ROCHESTER, N.Y. - President Donald Trump’s pardon of Susan B. Anthony is getting push back from the museum that bears the women’s suffrage icon’s name.
Anthony was arrested in 1872 for voting before it was legal for women to do so. Some historians have told NPR that Anthony wouldn’t have wanted a pardon because she didn’t believe she did anything wrong.
“Objection! Mr. President, Susan B. Anthony must decline your offer of a pardon today,” Deborah L. Hughes wrote in a statement on behalf of The National Susan B. Anthony Museum & House.
As president and CEO of the museum, Hughes pointed to excerpts from Anthony’s diary. In 1873, she wrote that her trial for voting was “The greatest outrage History ever witnessed.”

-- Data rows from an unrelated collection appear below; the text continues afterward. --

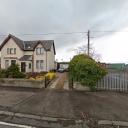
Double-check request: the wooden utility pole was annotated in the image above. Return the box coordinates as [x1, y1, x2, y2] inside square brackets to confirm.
[87, 30, 90, 56]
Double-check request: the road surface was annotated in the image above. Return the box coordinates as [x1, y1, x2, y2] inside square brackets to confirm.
[0, 121, 35, 128]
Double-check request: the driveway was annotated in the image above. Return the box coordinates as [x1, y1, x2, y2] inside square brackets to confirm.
[49, 72, 69, 90]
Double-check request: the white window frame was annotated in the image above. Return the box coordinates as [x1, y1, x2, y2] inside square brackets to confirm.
[40, 48, 44, 54]
[36, 47, 44, 55]
[5, 60, 9, 69]
[36, 60, 40, 69]
[40, 60, 43, 69]
[7, 48, 16, 54]
[29, 63, 31, 69]
[36, 60, 44, 69]
[7, 48, 10, 54]
[14, 48, 16, 54]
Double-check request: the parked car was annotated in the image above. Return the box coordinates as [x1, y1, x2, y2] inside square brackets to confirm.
[57, 68, 65, 73]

Because she was a woman, Anthony could not speak as a witness in her own defense. And when the closing arguments ended, the judge dismissed the jury and found Anthony guilty, denying her a trial by jury.

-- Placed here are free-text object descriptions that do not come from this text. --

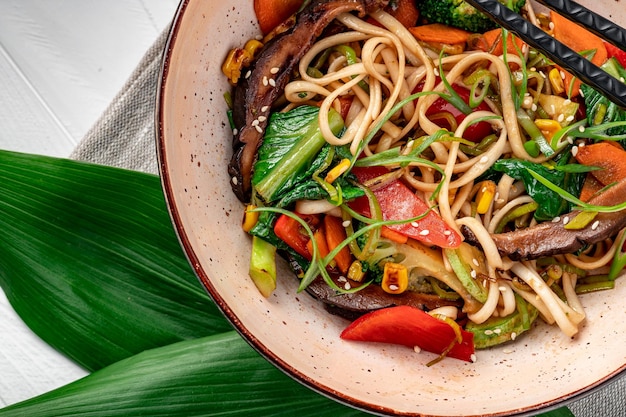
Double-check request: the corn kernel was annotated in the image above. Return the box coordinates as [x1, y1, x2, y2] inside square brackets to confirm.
[548, 68, 565, 95]
[534, 118, 562, 141]
[243, 39, 264, 57]
[242, 204, 259, 232]
[347, 260, 365, 282]
[324, 158, 351, 183]
[221, 40, 264, 85]
[381, 262, 408, 294]
[475, 180, 496, 215]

Anthony wrote that she would “never pay a dollar” of the court’s “unjust penalty.”
“To pay would have been to validate the proceedings,” Hughes wrote. “To pardon Susan B. Anthony does the same.”
Hughes said a more appropriate way to honor Anthony would be to continue her fight against any forms of voter suppression.
“Enforcement and expansion of the Voting Rights Act of 1965 would be celebrated, we must assure that states respect the 14th, 15th, and 19th Amendments to the United States Constitution,” Hughes stressed. “Support for the Equal Rights Amendment would be well received. Advocacy for human rights for all would be splendid.
Hughes concluded the museum’s statement by saying Anthony was a major proponent of sex education, equal pay for equal work, fair labor practices, excellent public education and the elimination of all forms of discrimination.
This story was reported from Atlanta.